A video of the incident in Lake View Terrace, taken by amateur videographer George Holliday, was widely screened.

In the trial that followed, the defense attorney successfully sought a change of venue, arguing that the four officers would not receive a fair trial in central Los Angeles. Consequently, the trial of officers Laurence Powell, Timothy Wind, Theodore Briseno and Stacey Koon was moved to Simi Valley, a community located between the San Fernando Valley and Ventura County.

Hollywood Blvd. and Wilcox Ave (2017)
Photo Courtesy of Google Images

Hollywood Blvd. and Wilcox Ave (2017) Photo Courtesy of Google Images

This was part of a growing collection of happenings that would meet and combust in a few weeks. Simi Valley was another part of the puzzle—a majority White community heavily populated by law enforcement which produced a jury that contained 10 White people, one Hispanic person, and one Asian person. The officers were acquitted but were convicted of federal civil rights charges.

Two weeks after the March 31, 1991 beating of Rodney King, Korean-born shopkeeper Soon Ja Du, in South Los Angeles shot a 15-year-old Black girl named Latasha Harlins, in the back of the head in a dispute over a bottle of orange juice.

Mariposa Ave. 3rd St. (1992)
Photo Courtesy of Gary Leonard (LA Public Library)

Mariposa Ave. 3rd St. (1992) Photo Courtesy of Gary Leonard (LA Public Library)

A jury found Du guilty of voluntary manslaughter, with a maximum sentence of 16 years in prison. But instead, the judge gave her probation, 400 hours of community service and a $500 fine.

This created even more stress between the Korean and African American communities. This was compounded by a campaign by the Community Coalition to rid South Los Angeles of the liquor stores that community residents felt were problematic. The majority of the stores were owned by Korean immigrants.

During the same time period, according to UCLA sociologist Keyoung Park, there were tensions between Mexican American and Central American workers and their Korean bosses.

Then came the Rodney King verdict, and that seemed to be too much. Black anger exploded, and spilled over into their Hispanic neighbors, said Park.

Mariposa Ave. 3rd St. (2017)
Photo Courtesy of Google Images

Mariposa Ave. 3rd St. (2017) Photo Courtesy of Google Images

It spread northward from the intersection of Normandie and Florence avenues to businesses as far north as Wilshire Boulevard and as far west as Pico Boulevard and Fairfax Avenue with businesses being looted, burned and destroyed. More than 54 people died and more than 2,000 others were injured.

The city of Los Angeles estimates that there was nearly $1 billion in property damage. Park wrote that 2,280 Korean-owned businesses suffered a partial or total loss of property at a cost of more than $400 million, which was more than 50 percent of the total among of damage done.

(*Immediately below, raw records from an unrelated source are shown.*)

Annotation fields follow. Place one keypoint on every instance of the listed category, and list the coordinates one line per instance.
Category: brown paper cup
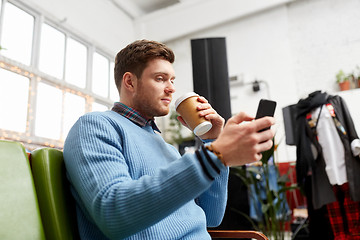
(186, 107)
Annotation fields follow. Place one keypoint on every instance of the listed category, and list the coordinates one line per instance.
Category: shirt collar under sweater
(133, 115)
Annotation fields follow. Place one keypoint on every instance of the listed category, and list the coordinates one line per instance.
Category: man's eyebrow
(163, 73)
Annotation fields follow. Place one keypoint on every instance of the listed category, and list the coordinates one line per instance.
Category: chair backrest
(57, 206)
(19, 210)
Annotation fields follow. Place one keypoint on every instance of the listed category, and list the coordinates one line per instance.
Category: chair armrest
(237, 234)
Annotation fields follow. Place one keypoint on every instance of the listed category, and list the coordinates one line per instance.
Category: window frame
(35, 76)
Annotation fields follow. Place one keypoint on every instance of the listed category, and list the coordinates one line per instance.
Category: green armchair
(36, 203)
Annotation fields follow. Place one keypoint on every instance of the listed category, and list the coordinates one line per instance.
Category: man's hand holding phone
(243, 143)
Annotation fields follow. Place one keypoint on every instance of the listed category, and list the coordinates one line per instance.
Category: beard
(150, 108)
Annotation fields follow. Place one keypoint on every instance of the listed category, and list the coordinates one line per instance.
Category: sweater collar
(134, 116)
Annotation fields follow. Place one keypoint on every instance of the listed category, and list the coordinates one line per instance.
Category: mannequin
(328, 149)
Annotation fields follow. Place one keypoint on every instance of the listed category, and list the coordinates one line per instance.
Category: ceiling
(139, 8)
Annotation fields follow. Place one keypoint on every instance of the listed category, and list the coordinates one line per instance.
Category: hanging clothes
(310, 157)
(332, 161)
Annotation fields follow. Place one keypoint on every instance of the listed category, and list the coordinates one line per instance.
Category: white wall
(296, 48)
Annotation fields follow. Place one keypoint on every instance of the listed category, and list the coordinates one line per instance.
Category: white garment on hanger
(332, 146)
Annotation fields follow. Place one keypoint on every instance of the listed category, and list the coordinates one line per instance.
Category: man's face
(155, 88)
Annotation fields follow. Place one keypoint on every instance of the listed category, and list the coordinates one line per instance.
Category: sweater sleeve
(213, 201)
(118, 204)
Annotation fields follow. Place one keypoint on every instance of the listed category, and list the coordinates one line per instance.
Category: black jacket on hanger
(310, 164)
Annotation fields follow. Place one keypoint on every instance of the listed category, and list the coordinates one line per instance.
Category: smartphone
(266, 108)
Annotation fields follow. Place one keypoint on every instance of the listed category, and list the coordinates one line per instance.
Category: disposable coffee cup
(186, 107)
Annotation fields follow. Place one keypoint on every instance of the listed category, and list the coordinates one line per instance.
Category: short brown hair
(135, 56)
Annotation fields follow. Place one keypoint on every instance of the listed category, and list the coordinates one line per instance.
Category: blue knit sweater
(130, 184)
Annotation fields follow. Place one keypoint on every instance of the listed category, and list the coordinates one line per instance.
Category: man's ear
(129, 81)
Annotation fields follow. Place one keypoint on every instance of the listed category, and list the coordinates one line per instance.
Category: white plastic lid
(183, 97)
(202, 128)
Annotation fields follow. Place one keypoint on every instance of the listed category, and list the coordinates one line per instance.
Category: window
(44, 82)
(100, 76)
(17, 34)
(74, 107)
(114, 94)
(48, 111)
(14, 93)
(75, 69)
(52, 46)
(98, 107)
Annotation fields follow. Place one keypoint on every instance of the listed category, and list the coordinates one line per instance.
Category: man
(129, 183)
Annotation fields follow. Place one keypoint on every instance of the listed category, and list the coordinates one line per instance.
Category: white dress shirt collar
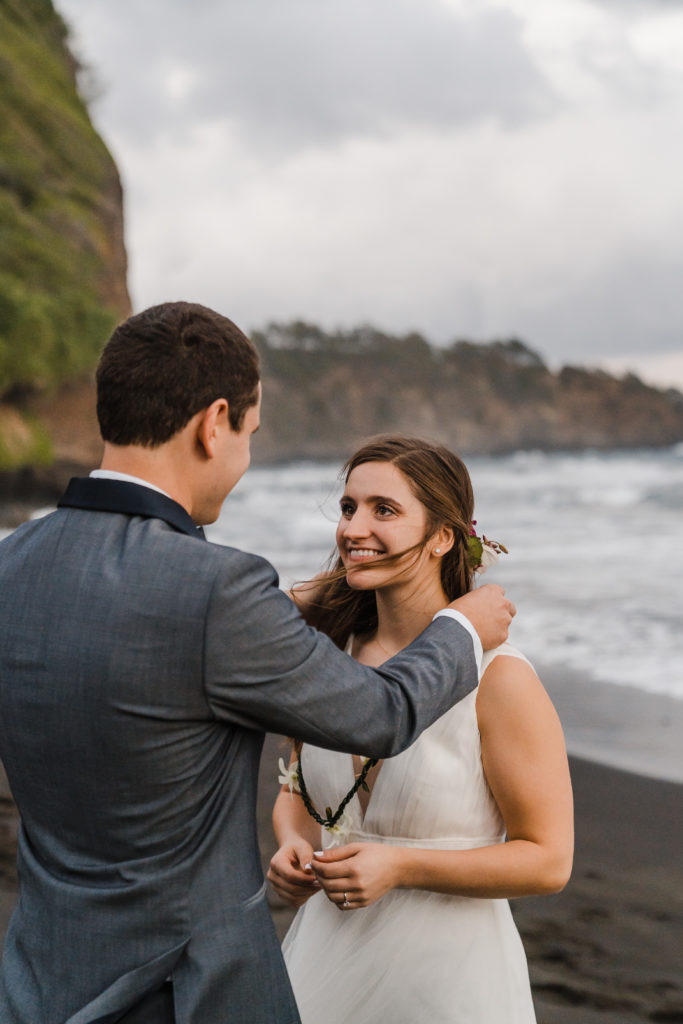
(112, 474)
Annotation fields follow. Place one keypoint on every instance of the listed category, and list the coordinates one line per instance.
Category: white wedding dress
(413, 956)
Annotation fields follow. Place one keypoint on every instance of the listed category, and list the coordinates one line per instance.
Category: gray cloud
(302, 73)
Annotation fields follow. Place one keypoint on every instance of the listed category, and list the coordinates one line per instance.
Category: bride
(403, 891)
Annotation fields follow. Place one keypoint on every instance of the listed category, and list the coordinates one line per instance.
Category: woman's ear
(442, 540)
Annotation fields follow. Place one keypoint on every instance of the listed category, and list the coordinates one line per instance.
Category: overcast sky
(466, 168)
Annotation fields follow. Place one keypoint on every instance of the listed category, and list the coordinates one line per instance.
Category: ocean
(595, 540)
(595, 567)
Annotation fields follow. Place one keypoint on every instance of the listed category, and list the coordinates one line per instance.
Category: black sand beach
(606, 950)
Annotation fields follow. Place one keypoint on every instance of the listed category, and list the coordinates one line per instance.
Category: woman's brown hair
(440, 481)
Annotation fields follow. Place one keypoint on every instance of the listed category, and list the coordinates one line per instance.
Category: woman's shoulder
(505, 649)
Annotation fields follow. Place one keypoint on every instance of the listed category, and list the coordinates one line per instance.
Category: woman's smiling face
(380, 517)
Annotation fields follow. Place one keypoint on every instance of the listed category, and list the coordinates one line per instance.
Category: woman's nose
(356, 525)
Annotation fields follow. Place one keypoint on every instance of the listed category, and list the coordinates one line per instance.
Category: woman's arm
(297, 836)
(524, 760)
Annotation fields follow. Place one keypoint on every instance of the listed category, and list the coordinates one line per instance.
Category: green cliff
(62, 262)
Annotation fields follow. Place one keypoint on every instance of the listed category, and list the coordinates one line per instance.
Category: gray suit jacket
(139, 668)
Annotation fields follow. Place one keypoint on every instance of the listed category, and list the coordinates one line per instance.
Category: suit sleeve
(266, 670)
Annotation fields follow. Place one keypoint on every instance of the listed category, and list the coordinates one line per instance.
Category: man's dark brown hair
(163, 366)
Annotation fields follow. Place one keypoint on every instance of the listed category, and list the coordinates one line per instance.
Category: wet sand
(606, 950)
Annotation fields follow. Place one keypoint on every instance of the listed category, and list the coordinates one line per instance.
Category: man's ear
(212, 422)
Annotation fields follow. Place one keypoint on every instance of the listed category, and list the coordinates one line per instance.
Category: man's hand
(489, 612)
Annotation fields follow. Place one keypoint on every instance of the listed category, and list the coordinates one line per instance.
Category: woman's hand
(358, 873)
(290, 872)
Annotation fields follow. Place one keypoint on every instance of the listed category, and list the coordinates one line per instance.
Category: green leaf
(474, 551)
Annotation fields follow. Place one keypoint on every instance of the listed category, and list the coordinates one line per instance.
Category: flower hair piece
(481, 552)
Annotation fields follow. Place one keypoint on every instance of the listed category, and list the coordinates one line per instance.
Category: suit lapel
(101, 495)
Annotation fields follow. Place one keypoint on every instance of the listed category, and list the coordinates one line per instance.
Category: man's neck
(156, 467)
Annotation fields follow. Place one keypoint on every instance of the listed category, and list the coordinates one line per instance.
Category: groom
(139, 669)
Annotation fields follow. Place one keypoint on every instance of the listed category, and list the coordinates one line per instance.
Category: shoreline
(605, 950)
(616, 726)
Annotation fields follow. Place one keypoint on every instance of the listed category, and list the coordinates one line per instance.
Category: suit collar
(101, 495)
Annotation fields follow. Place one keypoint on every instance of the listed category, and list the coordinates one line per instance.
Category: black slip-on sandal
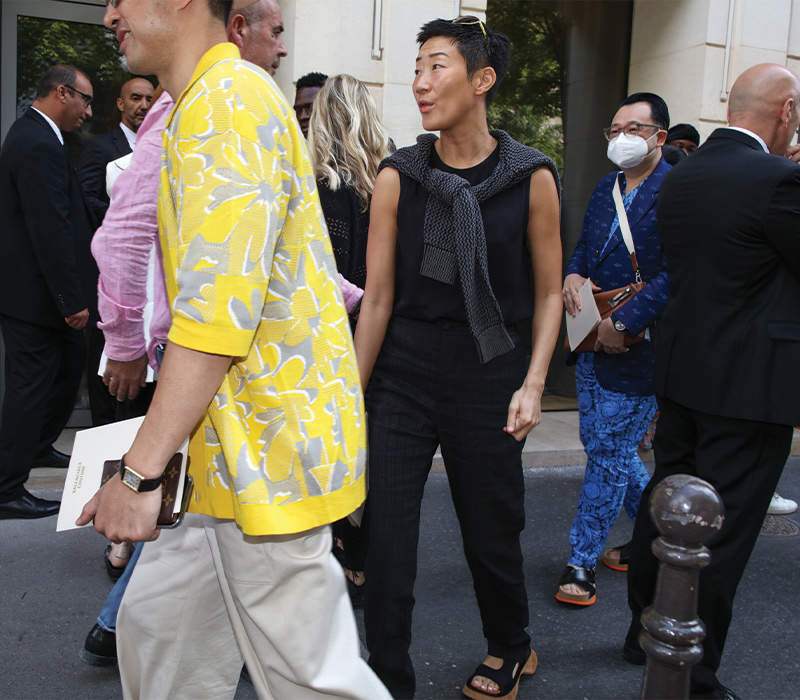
(584, 578)
(507, 678)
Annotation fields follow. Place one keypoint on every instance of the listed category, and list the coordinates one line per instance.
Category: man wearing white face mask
(616, 397)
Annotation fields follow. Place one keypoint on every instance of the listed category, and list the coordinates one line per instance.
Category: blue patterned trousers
(611, 425)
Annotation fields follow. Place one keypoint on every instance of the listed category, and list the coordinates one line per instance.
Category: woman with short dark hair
(457, 226)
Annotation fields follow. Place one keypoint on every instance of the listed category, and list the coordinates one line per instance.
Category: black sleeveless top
(505, 222)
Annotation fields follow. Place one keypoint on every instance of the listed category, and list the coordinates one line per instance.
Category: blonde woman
(347, 142)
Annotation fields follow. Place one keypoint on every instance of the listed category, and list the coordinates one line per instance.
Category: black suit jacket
(96, 154)
(729, 340)
(47, 271)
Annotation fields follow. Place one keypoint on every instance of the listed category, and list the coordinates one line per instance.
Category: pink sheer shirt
(122, 247)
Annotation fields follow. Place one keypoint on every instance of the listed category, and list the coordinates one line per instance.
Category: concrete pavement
(52, 587)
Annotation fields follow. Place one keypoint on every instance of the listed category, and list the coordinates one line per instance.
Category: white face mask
(628, 151)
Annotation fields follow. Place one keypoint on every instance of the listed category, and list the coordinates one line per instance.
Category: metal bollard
(687, 512)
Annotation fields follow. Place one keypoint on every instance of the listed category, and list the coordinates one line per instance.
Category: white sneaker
(781, 506)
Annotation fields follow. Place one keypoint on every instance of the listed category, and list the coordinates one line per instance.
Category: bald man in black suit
(728, 355)
(48, 282)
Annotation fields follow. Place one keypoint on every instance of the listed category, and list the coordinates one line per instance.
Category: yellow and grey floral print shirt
(250, 273)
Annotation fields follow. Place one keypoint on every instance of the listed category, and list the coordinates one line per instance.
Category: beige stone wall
(336, 36)
(678, 50)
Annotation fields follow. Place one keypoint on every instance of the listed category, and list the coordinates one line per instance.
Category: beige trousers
(205, 598)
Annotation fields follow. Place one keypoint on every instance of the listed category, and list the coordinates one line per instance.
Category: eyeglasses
(87, 99)
(631, 129)
(469, 19)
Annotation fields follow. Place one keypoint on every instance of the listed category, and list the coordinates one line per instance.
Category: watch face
(131, 480)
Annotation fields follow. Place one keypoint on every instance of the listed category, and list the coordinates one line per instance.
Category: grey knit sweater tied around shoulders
(455, 241)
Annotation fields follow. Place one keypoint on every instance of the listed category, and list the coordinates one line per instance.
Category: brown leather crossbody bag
(610, 300)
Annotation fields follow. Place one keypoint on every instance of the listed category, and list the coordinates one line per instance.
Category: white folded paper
(586, 320)
(92, 448)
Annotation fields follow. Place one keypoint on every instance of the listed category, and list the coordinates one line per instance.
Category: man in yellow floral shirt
(260, 370)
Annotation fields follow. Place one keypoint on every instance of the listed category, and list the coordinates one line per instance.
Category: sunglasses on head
(469, 19)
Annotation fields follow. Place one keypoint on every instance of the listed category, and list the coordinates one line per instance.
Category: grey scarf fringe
(455, 241)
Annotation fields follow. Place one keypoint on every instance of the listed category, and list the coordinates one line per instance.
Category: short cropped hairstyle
(658, 108)
(60, 74)
(311, 80)
(220, 9)
(492, 51)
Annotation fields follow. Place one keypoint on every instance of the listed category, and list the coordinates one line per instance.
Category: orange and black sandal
(583, 578)
(507, 678)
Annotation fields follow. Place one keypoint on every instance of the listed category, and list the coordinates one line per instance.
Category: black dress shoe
(100, 648)
(51, 458)
(719, 693)
(28, 506)
(632, 651)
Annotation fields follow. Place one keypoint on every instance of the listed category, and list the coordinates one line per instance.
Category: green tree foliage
(42, 43)
(528, 104)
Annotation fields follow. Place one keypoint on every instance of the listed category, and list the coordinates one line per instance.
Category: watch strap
(135, 481)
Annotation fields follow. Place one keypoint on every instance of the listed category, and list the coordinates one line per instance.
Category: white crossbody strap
(625, 228)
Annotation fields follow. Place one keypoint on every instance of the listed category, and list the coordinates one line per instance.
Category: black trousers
(743, 461)
(428, 389)
(42, 376)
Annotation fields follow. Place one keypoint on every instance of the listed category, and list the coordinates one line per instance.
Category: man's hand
(78, 320)
(571, 292)
(124, 379)
(524, 412)
(609, 339)
(121, 514)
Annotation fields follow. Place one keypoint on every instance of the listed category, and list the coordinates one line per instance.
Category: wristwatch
(135, 481)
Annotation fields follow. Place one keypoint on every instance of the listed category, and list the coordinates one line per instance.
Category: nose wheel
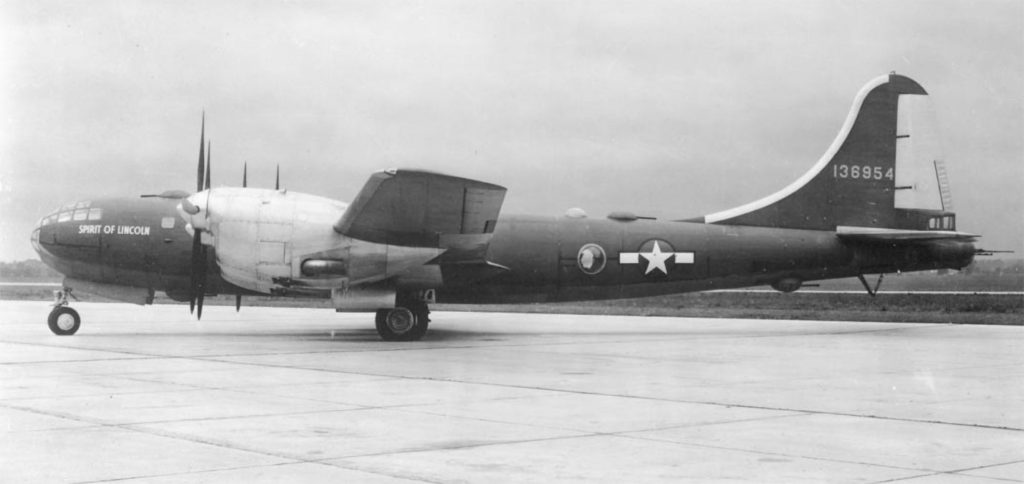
(64, 320)
(402, 323)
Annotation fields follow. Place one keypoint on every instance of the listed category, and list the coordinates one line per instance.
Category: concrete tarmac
(144, 394)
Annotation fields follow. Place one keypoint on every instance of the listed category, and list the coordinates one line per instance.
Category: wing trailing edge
(895, 234)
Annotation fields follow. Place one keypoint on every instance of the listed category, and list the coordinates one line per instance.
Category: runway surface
(144, 394)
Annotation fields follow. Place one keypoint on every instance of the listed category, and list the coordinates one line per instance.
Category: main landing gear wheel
(64, 320)
(401, 323)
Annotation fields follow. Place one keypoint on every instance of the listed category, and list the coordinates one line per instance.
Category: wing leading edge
(422, 209)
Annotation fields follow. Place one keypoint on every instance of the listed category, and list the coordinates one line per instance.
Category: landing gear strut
(64, 320)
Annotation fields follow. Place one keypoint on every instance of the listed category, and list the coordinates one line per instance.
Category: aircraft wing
(421, 209)
(893, 234)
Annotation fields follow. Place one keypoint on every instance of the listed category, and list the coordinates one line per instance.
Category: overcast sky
(666, 108)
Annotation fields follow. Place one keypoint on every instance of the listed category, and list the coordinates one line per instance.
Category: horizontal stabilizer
(894, 234)
(423, 209)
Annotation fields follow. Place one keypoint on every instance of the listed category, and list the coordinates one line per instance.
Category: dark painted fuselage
(142, 243)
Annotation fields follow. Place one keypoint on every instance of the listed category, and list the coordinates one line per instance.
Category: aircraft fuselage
(142, 243)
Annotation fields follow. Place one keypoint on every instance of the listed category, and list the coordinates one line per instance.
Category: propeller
(199, 253)
(245, 176)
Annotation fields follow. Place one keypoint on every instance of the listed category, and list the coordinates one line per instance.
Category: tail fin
(884, 171)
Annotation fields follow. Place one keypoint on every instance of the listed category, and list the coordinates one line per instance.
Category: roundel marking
(591, 259)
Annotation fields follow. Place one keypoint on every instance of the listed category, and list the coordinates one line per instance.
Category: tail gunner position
(877, 202)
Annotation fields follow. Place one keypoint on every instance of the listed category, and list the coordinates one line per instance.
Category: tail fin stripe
(817, 168)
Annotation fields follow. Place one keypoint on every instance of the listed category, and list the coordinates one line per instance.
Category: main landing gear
(407, 321)
(64, 320)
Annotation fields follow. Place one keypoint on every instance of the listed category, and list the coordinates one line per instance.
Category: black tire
(64, 320)
(399, 324)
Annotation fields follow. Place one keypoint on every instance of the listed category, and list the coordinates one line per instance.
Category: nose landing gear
(402, 323)
(64, 320)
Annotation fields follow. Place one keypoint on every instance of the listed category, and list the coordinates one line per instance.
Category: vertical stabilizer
(884, 170)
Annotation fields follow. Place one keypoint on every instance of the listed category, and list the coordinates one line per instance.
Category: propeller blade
(209, 163)
(194, 273)
(201, 290)
(202, 156)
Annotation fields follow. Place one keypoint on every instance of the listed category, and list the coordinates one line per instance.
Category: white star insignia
(655, 259)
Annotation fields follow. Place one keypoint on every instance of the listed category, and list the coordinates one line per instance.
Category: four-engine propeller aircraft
(877, 202)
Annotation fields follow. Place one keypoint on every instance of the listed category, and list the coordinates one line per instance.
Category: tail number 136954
(861, 172)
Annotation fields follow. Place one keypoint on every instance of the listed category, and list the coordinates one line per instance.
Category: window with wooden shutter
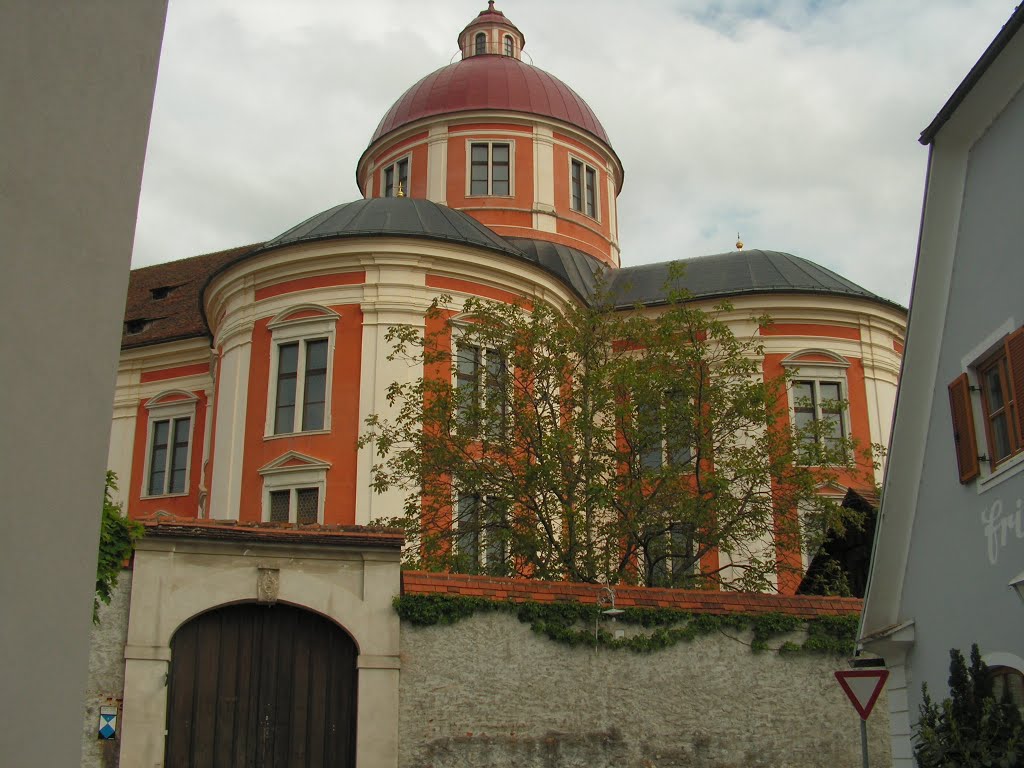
(964, 435)
(1015, 357)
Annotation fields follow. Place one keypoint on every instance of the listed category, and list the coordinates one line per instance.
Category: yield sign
(863, 687)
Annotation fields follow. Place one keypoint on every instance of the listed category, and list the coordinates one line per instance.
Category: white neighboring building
(950, 536)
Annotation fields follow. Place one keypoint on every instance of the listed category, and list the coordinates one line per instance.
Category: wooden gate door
(261, 686)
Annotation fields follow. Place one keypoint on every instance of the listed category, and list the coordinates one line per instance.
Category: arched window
(1010, 682)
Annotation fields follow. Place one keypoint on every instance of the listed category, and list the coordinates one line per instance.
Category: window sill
(1005, 471)
(147, 497)
(586, 216)
(296, 434)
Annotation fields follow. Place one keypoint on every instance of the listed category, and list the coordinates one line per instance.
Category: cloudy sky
(793, 122)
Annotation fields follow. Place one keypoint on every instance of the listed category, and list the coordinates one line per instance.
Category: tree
(972, 727)
(117, 540)
(591, 443)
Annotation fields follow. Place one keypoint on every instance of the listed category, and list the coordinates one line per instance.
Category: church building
(246, 375)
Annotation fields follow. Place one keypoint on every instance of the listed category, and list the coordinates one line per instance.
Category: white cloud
(794, 122)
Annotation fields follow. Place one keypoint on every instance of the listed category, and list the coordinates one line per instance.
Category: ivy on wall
(572, 624)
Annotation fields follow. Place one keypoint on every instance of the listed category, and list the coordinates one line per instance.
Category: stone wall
(488, 691)
(107, 675)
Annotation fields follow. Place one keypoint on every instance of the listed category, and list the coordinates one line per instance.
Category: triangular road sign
(863, 687)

Then-Mayor Tom Bradley surveyed the ruined metropolis and announced a new organization that would repair the shattered city, Rebuild L.A. (RLA). Its mission was to spend five years harnessing the power of the private sector to replace and improve on what was lost. While Rebuild L.A. created a lot of hope, it also created even more disappointment. Critics cite lack of resources and an overly ambitious timetable as the reason.